Terlepas dari berbagai keberhasilan pembangunan yang disumbangkan oleh teknologi dan sektor industri di Indonesia, sesungguhnya telah terjadi kemerosotan sumber daya alam dan peningkatan pencemaran lingkungan, khususnya pada kota-kota yang sedang berkembang seperti Gresik, Surabaya, Jakarta, Bandung Lhokseumawe, Medan, dan sebagainya. Bahkan hampir seluruh daerah di Jawa telah ikut mengalami peningkatan suhu udara, sehingga banyak penduduk yang merasakan kegerahan walaupun di daerah tersebut tergolong berhawa sejuk dan tidak pesat industrinya.
Berkaitan dengan pernyataan tersebut, Amsyari (1996:104), mencatat kerusakan lingkungan akibat industrialisasi di beberapa kota di Indonesia, yaitu:
-          Terjadinya penurunan kualitas air permukaan di sekitar daerah-daerah industri.
-          Konsentrasi bahan pencemar yang berbahaya bagi kesehatan penduduk seperti merkuri, kadmium, timah hitam, pestisida, pcb, meningkat tajam dalam kandungan air permukaan dan biota airnya.
-          Kelangkaan air tawar semakin terasa, khususnya di musim kemarau, sedangkan di musim penghujan cenderung terjadi banjir yang melanda banyak daerah yang berakibat merugikan akibat kondisi ekosistemnya yang telah rusak.
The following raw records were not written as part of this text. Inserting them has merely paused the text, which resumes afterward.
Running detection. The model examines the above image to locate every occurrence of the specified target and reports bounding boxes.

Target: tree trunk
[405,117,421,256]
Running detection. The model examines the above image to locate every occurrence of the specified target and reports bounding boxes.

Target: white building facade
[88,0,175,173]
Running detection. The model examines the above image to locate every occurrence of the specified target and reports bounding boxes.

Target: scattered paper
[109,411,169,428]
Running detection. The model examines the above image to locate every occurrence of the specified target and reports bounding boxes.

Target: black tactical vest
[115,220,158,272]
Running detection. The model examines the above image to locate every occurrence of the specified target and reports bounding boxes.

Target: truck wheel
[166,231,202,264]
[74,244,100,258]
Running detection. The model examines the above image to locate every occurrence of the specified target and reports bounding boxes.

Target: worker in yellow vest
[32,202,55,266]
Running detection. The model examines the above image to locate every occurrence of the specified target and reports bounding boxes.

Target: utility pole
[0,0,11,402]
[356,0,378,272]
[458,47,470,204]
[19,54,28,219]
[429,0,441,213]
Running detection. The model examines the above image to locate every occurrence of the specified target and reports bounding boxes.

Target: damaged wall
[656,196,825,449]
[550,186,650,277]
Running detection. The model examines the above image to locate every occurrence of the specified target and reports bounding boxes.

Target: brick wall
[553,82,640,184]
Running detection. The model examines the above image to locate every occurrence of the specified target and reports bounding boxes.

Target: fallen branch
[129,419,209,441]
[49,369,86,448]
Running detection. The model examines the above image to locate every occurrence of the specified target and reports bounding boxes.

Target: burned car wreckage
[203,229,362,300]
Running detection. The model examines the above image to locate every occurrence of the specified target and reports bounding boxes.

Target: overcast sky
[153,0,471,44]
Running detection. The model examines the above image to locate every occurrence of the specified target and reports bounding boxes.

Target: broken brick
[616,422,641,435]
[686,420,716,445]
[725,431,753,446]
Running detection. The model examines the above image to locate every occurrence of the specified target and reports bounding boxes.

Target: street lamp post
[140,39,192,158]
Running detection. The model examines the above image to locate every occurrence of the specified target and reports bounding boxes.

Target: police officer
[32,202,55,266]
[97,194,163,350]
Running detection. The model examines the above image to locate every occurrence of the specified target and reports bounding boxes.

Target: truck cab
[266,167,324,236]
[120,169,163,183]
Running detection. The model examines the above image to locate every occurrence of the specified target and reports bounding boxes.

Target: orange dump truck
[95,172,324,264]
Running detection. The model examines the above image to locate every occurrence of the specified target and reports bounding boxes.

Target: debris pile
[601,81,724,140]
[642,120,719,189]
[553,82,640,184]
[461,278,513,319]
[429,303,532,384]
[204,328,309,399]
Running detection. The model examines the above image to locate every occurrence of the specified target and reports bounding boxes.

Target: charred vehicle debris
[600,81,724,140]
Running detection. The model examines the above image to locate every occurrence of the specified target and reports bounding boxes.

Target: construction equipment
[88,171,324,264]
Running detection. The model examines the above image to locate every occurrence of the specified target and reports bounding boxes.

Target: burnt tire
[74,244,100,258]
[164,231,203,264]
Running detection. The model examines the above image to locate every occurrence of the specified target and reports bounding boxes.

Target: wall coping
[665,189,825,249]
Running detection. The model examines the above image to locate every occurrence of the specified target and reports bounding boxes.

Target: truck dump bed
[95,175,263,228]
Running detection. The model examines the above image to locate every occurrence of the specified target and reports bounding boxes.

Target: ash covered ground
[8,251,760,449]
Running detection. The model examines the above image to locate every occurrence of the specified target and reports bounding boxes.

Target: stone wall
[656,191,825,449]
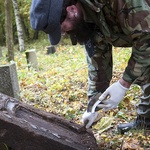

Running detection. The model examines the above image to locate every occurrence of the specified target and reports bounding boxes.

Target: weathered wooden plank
[0,93,98,150]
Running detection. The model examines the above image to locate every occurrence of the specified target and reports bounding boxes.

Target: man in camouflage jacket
[30,0,150,132]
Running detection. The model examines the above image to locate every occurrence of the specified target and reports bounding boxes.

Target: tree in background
[5,0,14,61]
[12,0,25,51]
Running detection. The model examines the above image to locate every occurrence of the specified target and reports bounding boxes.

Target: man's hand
[97,81,129,111]
[82,111,98,128]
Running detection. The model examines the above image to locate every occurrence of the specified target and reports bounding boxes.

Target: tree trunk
[12,0,25,51]
[5,0,14,61]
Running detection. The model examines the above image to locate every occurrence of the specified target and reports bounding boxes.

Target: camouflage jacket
[79,0,150,96]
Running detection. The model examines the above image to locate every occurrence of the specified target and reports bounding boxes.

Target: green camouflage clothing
[79,0,150,96]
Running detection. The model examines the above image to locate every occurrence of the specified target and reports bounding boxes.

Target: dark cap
[30,0,63,45]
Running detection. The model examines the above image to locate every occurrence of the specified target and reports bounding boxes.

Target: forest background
[0,0,150,150]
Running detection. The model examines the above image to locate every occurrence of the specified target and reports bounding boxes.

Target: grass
[0,37,150,150]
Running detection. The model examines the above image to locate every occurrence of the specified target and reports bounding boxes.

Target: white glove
[82,111,98,128]
[97,81,128,111]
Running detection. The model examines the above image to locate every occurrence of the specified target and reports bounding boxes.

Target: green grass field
[0,36,150,150]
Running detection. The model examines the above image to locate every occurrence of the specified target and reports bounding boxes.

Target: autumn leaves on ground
[0,39,150,150]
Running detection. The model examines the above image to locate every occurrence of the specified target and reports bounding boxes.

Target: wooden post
[0,93,98,150]
[25,49,39,71]
[0,62,19,99]
[0,48,3,58]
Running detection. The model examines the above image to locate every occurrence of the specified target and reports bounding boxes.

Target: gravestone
[25,49,39,71]
[0,93,98,150]
[0,62,19,99]
[46,46,56,55]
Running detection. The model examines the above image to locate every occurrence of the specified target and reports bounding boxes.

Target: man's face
[61,5,82,34]
[61,5,93,43]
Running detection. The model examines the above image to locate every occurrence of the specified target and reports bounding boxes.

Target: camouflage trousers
[137,75,150,119]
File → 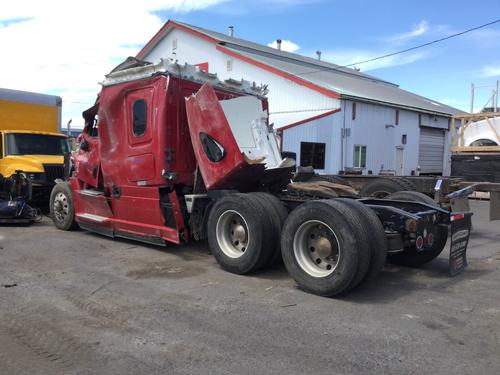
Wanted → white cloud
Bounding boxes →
[0,0,228,127]
[481,64,500,78]
[267,40,300,52]
[389,20,429,41]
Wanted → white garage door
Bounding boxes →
[418,127,445,173]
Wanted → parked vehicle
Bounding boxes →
[0,171,42,224]
[0,89,69,205]
[51,59,470,296]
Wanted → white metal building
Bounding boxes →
[137,20,463,175]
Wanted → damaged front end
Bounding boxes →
[186,84,295,192]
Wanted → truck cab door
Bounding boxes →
[74,111,101,188]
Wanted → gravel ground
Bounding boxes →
[0,201,500,375]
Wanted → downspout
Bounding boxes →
[340,100,346,171]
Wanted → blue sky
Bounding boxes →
[159,0,500,110]
[0,0,500,127]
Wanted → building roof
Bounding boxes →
[137,21,464,116]
[0,88,62,107]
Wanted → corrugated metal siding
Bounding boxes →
[418,127,445,173]
[282,112,343,174]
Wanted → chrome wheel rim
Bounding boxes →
[293,220,341,277]
[216,210,250,258]
[53,192,69,223]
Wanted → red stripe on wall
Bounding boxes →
[216,45,340,99]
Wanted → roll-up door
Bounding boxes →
[418,127,445,174]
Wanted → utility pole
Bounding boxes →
[493,79,498,112]
[470,83,474,114]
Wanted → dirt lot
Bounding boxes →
[0,202,500,375]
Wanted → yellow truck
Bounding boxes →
[0,88,70,203]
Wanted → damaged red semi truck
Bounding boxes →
[50,59,470,296]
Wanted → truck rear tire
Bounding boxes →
[359,178,415,198]
[337,198,387,281]
[49,182,78,230]
[251,192,288,266]
[387,191,448,267]
[207,194,276,275]
[281,200,360,296]
[322,199,373,291]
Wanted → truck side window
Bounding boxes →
[200,133,226,162]
[132,99,147,137]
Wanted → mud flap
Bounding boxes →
[449,212,472,276]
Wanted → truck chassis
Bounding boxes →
[50,60,470,296]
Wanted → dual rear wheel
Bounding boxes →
[208,197,387,296]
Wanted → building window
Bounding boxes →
[132,99,147,137]
[300,142,326,169]
[353,146,366,168]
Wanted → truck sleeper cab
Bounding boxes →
[51,60,468,296]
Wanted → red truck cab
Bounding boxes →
[50,59,470,296]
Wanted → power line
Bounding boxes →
[298,19,500,75]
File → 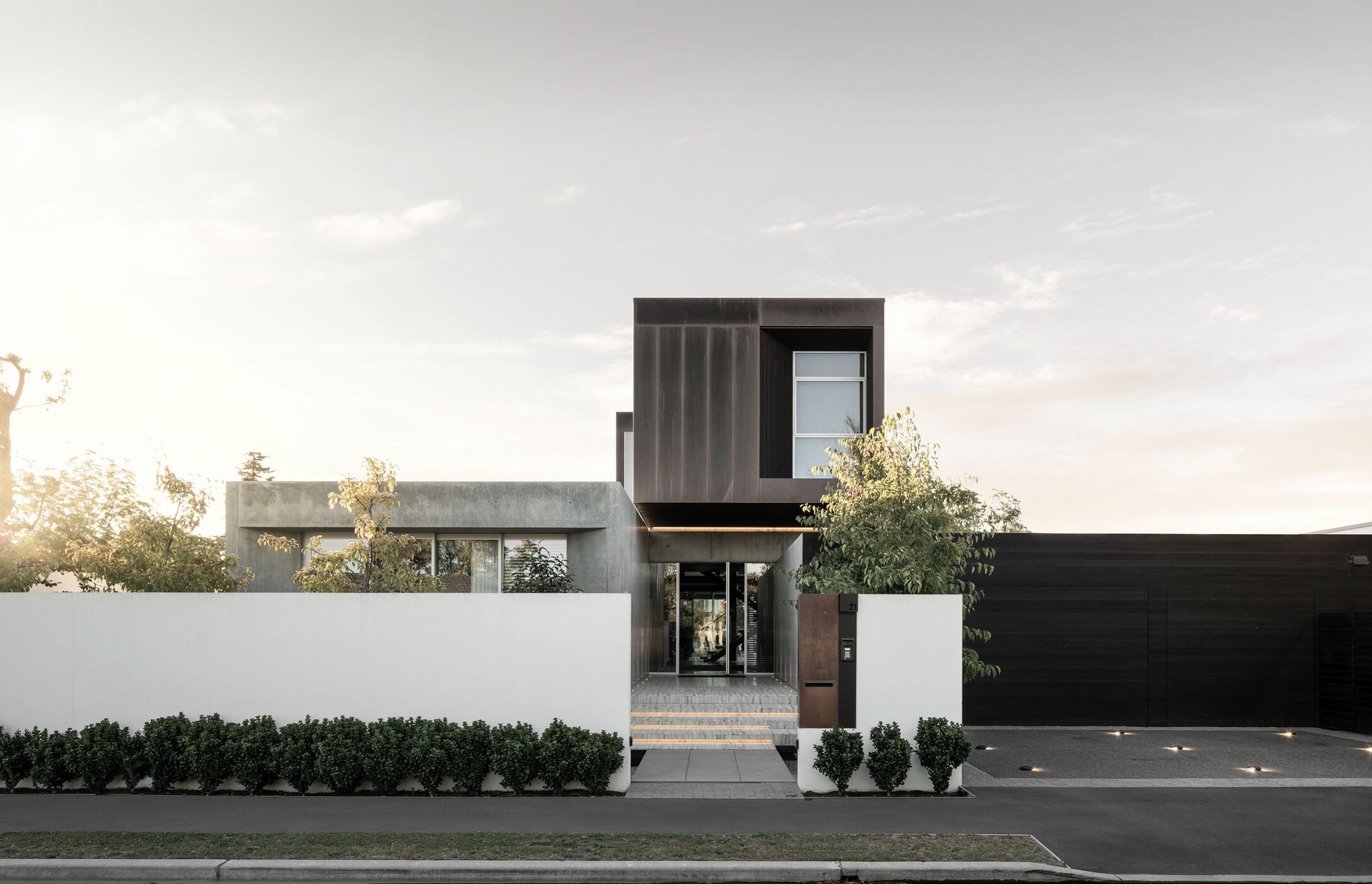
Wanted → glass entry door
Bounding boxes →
[676,563,731,675]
-          Temperatur udara maksimal dan minimal sering berubah-ubah, bahkan temperatur tertinggi di beberapa kola seperti Jakarta sudah mencapai 37 derajat celcius.
-          Terjadi peningkatan konsentrasi pencemaran udara seperti CO, NO2r SO2, dan debu.
-          Sumber daya alam yang dimiliki bangsa Indonesia terasa semakin menipis, seperti minyak bumi dan batu bara yang diperkirakan akan habis pada tahun 2020.
-          Luas hutan Indonesia semakin sempit akibat tidak terkendalinya perambahan yang disengaja atau oleh bencana kebakaran. Kondisi hara tanah semakin tidak subur, dan lahan pertanian semakin menyempit dan mengalami pencemaran.

Klasifikasi Pencemaran Lingkungan
Masalah pencemaran lingkungan hidup, secara teknis telah didefinisikan dalam UU No. 4 Tahun 1982, yakni masuknya atau dimasukkannya makhluk hidup, zat, energi, dan atau komponen lain ke dalam lingkungan dan atau berubahnya tatanan lingkungan oleh kegiatan manusia atau proses alam, sehingga kualitas lingkungan turun sampai ke tingkat tertentu yang menyebabkan lingkungan menjadi kurang atau tidak dapat lagi berfungsi sesuai peruntukannya.
Dari definisi yang panjang tersebut, terdapat tiga unsur dalam pencemaran, yaitu : sumber perubahan oleh kegiatan manusia atau proses alam, bentuk perubahannya adalah berubahnya konsentrasi suatu bahan (hidup/mati) pada lingkungan, dan merosotnya fungsi lingkungan dalam menunjang kehidupan.
Pencemaran dapat diklasifikasikan dalam bermacam-macam bentuk menurut pola pengelompokannya. Berkaitan dengan itu, Amsyari (1996: 102), mengelompokkan pencemaran alas dasar : a) bahan pencemar yang menghasilkan bentuk pencemaran biologis, kimiawi, fisik, dan budaya; b) pengelompokan menurut medium lingkungan menghasilkan bentuk pencemaran udara, air, tanah, makanan, dan sosial; c) pengelompokan menurut sifat sumber menghasilkan pencemaran dalam bentuk primer dan sekunder.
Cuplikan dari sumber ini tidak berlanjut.